A dull boxing melodrama.”

Reviewed by Dennis Schwartz

A dull boxing melodrama directed by John Sturges (“The Magnificent Yankee”/”Never So Few”/”Bad Day at Black Rock”) and written by Charles Schnee. It’s filmed in black-and-white.

Wheelchair-bound fight promoter Sean O’Malley (Lionel Barrymore) because of failing health obeys doctor’s orders to rest and has his feisty daughter Pat (June Allyson, real-life wife of Dick Powell) take over the business while he’s incapacitated. The only money-making prospect in his struggling stable is Mexican-American fighter Johnny Monterez (Ricardo Montalban), who is Pat’s lover. Big-time rival promoter Allan Goff (Barry Kelley) is aggressively trying to get Johnny to break his contract and sign with him. This has Pat go to Johnny’s training camp, some 25 miles from the city, to deflect her rival. During a sparring session Johnny injures his hand and is told by his doctor (Frank Ferguson) it’s only a bruise. Johnny then learns that though he’s cleared to fight, he has suffered permanent bone damage as a result of previous fights and his career could end at any moment. The doctor agrees to keep this medical report secret. Johnny then signs a lucrative contract with Goff, as he gets a guaranteed income upon retirement. I guess the big-time promoter couldn’t afford to get a doctor to give his new fighter a physical.

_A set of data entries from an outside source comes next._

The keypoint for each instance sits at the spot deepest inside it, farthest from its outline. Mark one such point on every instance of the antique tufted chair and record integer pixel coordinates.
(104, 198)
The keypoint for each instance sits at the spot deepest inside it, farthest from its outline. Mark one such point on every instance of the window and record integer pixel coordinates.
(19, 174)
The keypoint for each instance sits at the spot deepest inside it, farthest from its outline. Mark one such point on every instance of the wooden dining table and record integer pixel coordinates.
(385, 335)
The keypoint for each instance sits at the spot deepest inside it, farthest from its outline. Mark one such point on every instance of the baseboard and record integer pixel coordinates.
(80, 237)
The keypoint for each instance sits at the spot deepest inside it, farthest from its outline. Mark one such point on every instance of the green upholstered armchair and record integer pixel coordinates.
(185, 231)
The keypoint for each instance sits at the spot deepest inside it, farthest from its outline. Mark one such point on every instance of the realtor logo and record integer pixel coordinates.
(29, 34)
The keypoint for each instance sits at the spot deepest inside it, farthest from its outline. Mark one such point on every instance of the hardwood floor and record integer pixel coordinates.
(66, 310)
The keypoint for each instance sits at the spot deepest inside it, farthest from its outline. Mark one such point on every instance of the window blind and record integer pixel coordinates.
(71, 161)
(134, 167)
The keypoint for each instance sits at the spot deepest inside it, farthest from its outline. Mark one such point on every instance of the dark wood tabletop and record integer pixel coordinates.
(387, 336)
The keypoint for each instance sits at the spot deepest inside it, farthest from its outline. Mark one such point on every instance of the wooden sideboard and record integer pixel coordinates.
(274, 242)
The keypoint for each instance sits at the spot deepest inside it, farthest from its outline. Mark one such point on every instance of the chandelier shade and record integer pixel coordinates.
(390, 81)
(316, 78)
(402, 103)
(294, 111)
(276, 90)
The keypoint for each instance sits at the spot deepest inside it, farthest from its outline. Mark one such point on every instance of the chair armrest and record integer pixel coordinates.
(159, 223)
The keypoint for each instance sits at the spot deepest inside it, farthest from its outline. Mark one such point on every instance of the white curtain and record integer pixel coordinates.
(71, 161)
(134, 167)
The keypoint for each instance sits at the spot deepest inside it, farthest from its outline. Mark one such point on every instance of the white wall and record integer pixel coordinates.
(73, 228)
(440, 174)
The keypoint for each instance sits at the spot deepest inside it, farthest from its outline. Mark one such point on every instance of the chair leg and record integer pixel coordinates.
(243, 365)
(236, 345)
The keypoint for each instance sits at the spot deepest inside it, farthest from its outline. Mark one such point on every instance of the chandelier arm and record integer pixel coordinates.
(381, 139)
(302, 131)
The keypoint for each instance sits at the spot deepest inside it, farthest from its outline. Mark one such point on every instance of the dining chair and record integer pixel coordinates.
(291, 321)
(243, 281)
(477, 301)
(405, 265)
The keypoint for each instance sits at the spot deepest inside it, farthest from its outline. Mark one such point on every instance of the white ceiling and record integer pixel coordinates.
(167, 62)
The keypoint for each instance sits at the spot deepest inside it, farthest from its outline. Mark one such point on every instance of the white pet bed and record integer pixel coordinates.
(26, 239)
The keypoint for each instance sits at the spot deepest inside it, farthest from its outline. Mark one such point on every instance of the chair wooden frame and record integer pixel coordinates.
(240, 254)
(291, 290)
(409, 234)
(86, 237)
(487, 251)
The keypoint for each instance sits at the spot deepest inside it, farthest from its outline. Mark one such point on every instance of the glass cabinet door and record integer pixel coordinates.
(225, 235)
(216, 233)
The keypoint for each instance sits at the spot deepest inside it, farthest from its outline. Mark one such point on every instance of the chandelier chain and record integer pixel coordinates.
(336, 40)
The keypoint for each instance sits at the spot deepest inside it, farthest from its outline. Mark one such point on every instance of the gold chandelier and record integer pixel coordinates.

Also at the training camp is the well-educated heavy drinking sports writer Rick Gavery (Dick Powell), who nurses a secret crush on Pat but feels he can’t compete with the famous fighter. Things get tense when the troubled fighter pushes his writer friend away from him, as he goes on a rant about gringos keeping Mexicans down. When Sean learns of the betrayal by Johnny, he dies of a broken heart. An irate Pat accuses Johnny of killing her dad. Then Johnny’s twisted thinking has him purposely losing his title fight and thereby quitting boxing, even though there’s no more damage to his hand. An overwrought soppy climax has the three warring parties become reconciled.

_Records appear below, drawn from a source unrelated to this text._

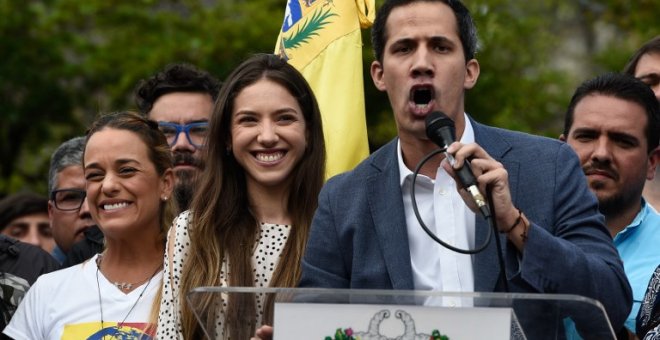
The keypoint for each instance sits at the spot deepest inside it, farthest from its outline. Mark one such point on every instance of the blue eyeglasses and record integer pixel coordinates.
(195, 132)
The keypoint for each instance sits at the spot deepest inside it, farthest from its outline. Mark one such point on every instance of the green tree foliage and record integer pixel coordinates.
(64, 61)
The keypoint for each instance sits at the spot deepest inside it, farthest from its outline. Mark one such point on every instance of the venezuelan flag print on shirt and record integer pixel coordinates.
(93, 331)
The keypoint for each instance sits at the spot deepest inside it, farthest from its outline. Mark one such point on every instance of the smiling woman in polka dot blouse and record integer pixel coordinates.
(249, 221)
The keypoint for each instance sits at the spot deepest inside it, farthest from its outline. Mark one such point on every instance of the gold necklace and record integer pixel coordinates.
(98, 287)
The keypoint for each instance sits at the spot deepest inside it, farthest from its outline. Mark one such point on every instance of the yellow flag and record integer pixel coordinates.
(322, 39)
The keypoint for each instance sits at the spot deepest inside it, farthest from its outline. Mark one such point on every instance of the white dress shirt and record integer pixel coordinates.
(444, 213)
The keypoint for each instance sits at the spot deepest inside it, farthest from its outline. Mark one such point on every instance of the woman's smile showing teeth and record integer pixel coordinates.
(114, 206)
(269, 157)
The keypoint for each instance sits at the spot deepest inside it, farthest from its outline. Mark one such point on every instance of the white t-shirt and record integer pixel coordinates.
(65, 305)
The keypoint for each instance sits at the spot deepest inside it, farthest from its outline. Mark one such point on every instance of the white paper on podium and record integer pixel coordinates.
(311, 321)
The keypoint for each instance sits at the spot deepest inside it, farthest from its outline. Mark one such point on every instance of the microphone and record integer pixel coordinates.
(440, 129)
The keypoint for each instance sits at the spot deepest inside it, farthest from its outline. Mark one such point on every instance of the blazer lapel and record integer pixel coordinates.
(386, 207)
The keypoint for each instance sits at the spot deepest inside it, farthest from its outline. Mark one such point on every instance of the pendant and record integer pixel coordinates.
(123, 285)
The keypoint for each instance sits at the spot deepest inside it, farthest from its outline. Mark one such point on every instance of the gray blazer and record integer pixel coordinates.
(358, 237)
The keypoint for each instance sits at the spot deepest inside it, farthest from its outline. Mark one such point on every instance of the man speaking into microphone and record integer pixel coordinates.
(365, 233)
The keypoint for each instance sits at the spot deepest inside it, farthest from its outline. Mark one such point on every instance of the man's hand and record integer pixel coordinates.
(490, 174)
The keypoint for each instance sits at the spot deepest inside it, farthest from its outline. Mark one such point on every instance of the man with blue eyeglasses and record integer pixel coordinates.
(180, 98)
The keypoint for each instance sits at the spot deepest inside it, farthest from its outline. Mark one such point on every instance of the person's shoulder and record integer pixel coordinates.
(62, 277)
(520, 141)
(25, 260)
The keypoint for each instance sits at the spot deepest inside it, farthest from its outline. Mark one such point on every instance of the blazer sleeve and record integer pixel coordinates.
(322, 264)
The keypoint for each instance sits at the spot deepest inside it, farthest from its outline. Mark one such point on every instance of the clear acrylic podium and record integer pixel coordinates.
(352, 314)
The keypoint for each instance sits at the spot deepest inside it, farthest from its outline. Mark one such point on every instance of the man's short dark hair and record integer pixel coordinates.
(622, 86)
(174, 78)
(467, 31)
(651, 46)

When compared with the previous year’s boxing pic, The Set-Up, this one pales considerably. What’s interesting, though, is there’s a provocative inter-racial theme where none of the featured whites are bigots. In the end, the insecure dark skinned immigrant, with a chip on his shoulder, wins the unprejudiced white skinned American sweetheart. That must have been something different for its 1950’s audience to take in. Too bad the pic didn’t have enough fight in its melodramatics to go the distance and win a decision on points, as its right cross looked suspect.